The Critic

Like all aspects of American culture during the 1960s, religion, particularly the Catholic Church, was undergoing changes. In 1962, Pope John XXIII convened the Second Vatican Council, thereby ushering a sense of reform throughout the church: prayers in church were no longer said in Latin, the priest no longer faced away from the congregation when performing communion, and an extra effort was made to get closer to Protestant denominations. However by the time Bellairs began early drafts of the Fidgeta article, Pope John XXIII was gone and his replacement, Pope Paul VI, was more conservative about making changes. As a result Saint Fidgeta reflected a feeling of disillusionment that many Catholics had, hinting even that Bellairs had become a bit less devout than he had been growing up. Patricia Thomas suspects Bellairs tried to keep his true perceptions to himself as much as possible but that on occasion they bubbled up and escaped.

One of Bellairs' students recalls such an outburst. Sonia Gernes, now a member of the English faculty at Notre Dame, vividly recalls being read preliminary sections of St. Fidgeta in class: "I had the sense that this was a rather bold move, since it satirizes both Catholic traditions and persons at St. Teresa's, namely Sister Camille Bowe (1903-94), who was the president at the time, but that he didn't have anything to lose.
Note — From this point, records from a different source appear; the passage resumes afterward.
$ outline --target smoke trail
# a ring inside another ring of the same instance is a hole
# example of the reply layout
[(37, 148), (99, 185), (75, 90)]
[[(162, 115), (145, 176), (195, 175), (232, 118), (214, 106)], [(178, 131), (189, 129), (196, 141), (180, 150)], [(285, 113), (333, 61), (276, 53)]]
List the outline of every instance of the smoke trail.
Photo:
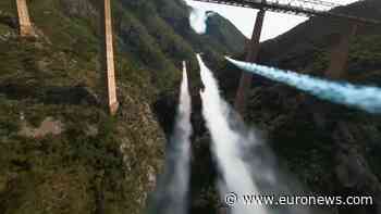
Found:
[[(217, 80), (204, 64), (200, 55), (197, 55), (197, 59), (201, 80), (206, 86), (205, 91), (201, 92), (202, 115), (211, 134), (213, 155), (224, 179), (224, 188), (220, 188), (220, 191), (223, 191), (221, 194), (224, 196), (228, 192), (234, 192), (236, 196), (258, 193), (250, 169), (241, 158), (239, 146), (243, 146), (245, 140), (231, 128), (228, 119), (229, 106), (220, 97)], [(234, 214), (253, 213), (253, 206), (243, 203), (237, 203), (232, 209)], [(267, 214), (262, 206), (256, 206), (255, 212)]]
[(213, 12), (193, 8), (189, 16), (190, 27), (197, 34), (205, 34), (207, 32), (207, 20), (213, 14)]
[(247, 63), (226, 58), (237, 67), (269, 79), (286, 84), (334, 103), (354, 106), (369, 113), (381, 113), (381, 89), (370, 86), (336, 83), (282, 71), (274, 67)]
[(190, 96), (185, 62), (173, 136), (167, 148), (165, 171), (152, 198), (149, 213), (186, 214), (190, 159)]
I thought the sections were hilarious, and hearing them was a rather deliciously guilty pleasure for a young nun at the time."

While reviews in the press were one thing, Bellairs' popularity with his former employers back in Winona may have hit a snag. Still, John Murphy does not think St. Fidgeta was a big factor in John's leaving. He says the nuns were mostly liberal and that while St. Fidgeta probably did upset somebody, this sort of thing happens in every crowd - someone doesn't like something.